Le nouveau fait divers sanglant intervenu à Cézanne dans la Marne jeudi 28 novembre 2013, lors duquel un bijoutier a abattu dans sa boutique un braqueur qui menaçait son épouse, relance, deux mois après un autre braquage meurtrier à Nice, le débat sur la légitime défense qu’il nous parait indispensable de bien redéfinir.
Sur le plan juridique, la notion de légitime défense est strictement encadrée par les dispositions de l'article 122-5 du code pénal qui prévoit que:
« N'est pas pénalement responsable la personne qui, devant une atteinte injustifiée envers elle-même ou autrui, accomplit, dans le même temps, un acte commandé par la nécessité de la légitime défense d'elle-même ou d'autrui, sauf s'il y a disproportion entre les moyens de défense employés et la gravité de l'atteinte.
N'est pas pénalement responsable la personne qui, pour interrompre l'exécution d'un crime ou d'un délit contre un bien, accomplit un acte de défense, autre qu'un homicide volontaire, lorsque cet acte est strictement nécessaire au but poursuivi dès lors que les moyens employés sont proportionnés à la gravité de l'infraction. »
Il s’agit donc d’un cas d’irresponsabilité pénale qui exonère son auteur, alors que l’infraction est constituée. La légitime défense implique donc nécessité, simultanéité et proportionnalité pour trouver à s’appliquer.
Ne sera ainsi pas pénalement responsable la personne qui, face à un danger actuel ou imminent qui la menace elle-même, autrui ou un bien, accomplit un acte nécessaire à la sauvegarde de la personne ou du bien.

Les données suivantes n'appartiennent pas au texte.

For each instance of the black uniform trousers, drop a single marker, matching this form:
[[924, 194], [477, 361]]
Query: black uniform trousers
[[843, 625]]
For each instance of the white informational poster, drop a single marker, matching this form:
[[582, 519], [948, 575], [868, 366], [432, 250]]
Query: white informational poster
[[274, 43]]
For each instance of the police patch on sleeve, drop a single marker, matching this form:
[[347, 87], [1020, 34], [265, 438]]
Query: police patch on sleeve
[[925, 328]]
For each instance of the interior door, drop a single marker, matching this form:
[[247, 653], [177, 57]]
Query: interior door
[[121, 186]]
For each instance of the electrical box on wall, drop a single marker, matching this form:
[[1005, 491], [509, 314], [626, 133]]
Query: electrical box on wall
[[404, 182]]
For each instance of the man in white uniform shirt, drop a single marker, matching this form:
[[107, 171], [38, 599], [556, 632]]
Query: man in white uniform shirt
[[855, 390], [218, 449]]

Encore faut-il qu’il n’y ait pas disproportion entre les moyens employés et la gravité du danger encouru : un commerçant, pour ouvrir le feu sur son braqueur, devra justifier que son agresseur l’aura menacé.
Dès lors, les choses sont claires: il existe un principe de réponse immédiate et proportionnelle à l'attaque, ce qui exclut, de fait, toute poursuite de l'assaillant par la victime agressée une fois le forfait perpétré, comme cela avait été le cas à Nice.
Mais il existe également dans le Code pénal (article 122-6) une présomption de légitime défense lorsque celui qui accomplit l'acte agit :
« 1° Pour repousser, de nuit, l'entrée par effraction, violence ou ruse dans un lieu habité ;
2° Pour se défendre contre les auteurs de vols ou de pillages exécutés avec violence. »
Donc, tout change la nuit tombée : si un cambrioleur s'introduit dans votre domicile à 2h du matin et que, vous sentant menacé, vous l'abattiez, vous serez présumé en état de légitime défense !
Et s’il n'est pas en principe envisageable de commettre un homicide volontaire en cas d'atteinte aux biens, il pourra légitimer si le vol est accompli avec violence.
Il s'agit donc seulement, on l'aura compris, d'un problème de fait, et non de droit, comme certains voudraient nous le faire croire, que les juges doivent apprécier au cas par cas, et ce de manière extrêmement stricte.
Au cas présent du bijoutier marnais, celui-ci encourt une peine de 30 ans de réclusion criminelle si la légitime défense ne lui était pas reconnue. Toutefois, il semblerait, d’après les premiers éléments recueillis, qu’il ait agi pour défendre sa compagne et, surtout, qu’il n’ait pas fait feu alors que son agresseur prenait la fuite, comme cela avait été le cas lors du récent braquage niçois dans lequel le Procureur de la République n’avait pas retenu la légitime défense.